Hereditary

Be wary of horror films claiming to be the scariest thing since sentient bread. Usually when critics make those kinds of claims they’re only comparing them to those Conjuring movies, which is a bit like opening a pub for Borrowers: setting a very low bar.

Muriel’s Funeral.

The latest film to be heralded “the new Exorcist” (which sounds like a Goop contributor) is Hereditary, an American horror movie about a family (Toni Collette, Alex Wolff, Milly Shapiro and Gabriel Byrne) shaken by grief and tragedy and drawn into the world of the occult.

A slow Byrne by anyone’s standards, Hereditary is over two hours and frustratingly feels both too long and as though there are bits missing. Like It Follows director David Robert Mitchell, newcomer Ari Aster seems to think that the trick to making a good horror movie is to make a bad horror movie slowly.

Once it gets to the point, Hereditary swiftly abandons any sense of psychological ambiguity and falls back on tropes so old they literally predate Christianity. Hereditary? More like heard it already.

Meanwhile the picture’s explorations of grief are handled much more effectively in LGBT classic The Babadook, a movie that worked by creating its own dark little world. This attempts something similar but keeps pulling you out of that world with its distracting allusions to other films, ranging from Rosemary’s Baby to Donnie Darko. As such it fails to hang together, feeling more like a jumble of influences than anything original.

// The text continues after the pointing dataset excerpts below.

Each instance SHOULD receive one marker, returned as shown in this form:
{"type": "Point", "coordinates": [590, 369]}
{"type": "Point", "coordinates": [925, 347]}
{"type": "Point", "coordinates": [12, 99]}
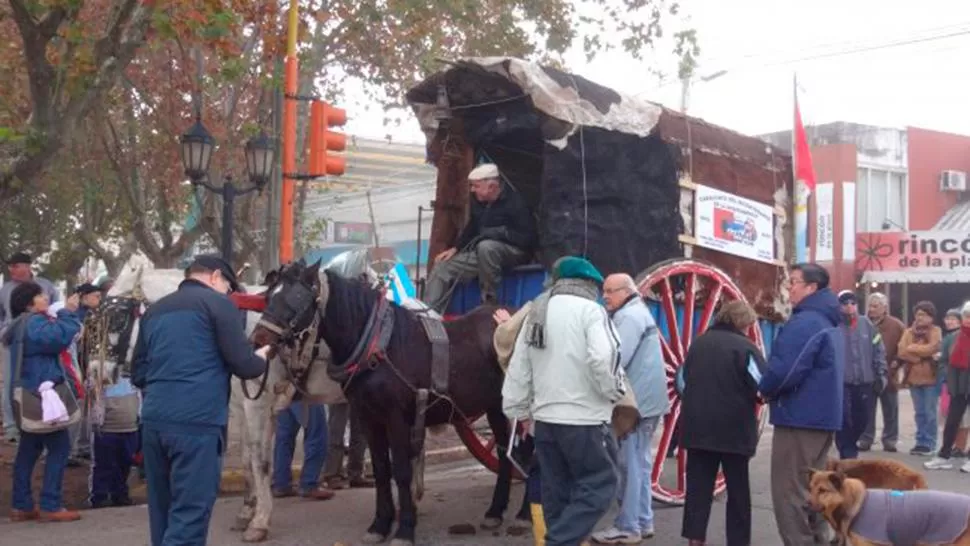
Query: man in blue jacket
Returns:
{"type": "Point", "coordinates": [804, 387]}
{"type": "Point", "coordinates": [189, 345]}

That said, the doll’s house visuals are well designed and Collette is wildly effective in the lead role, while Shapiro makes an impact with her birdlike features and more tongue pops than an episode of Alyssa’s Secret.

But the question remains: is this the scariest film you’ll see this year, or are critics just desperate to get their quote on the poster? Well let’s just say Brexiteers aren’t the only ones who print lies on the side of buses.

That’s not to say Hereditary is awful, it’s pretty decent. Just remember that the horror films critics say are good are bad, and the ones they say are great are good. Got it? Good. Now pass it on.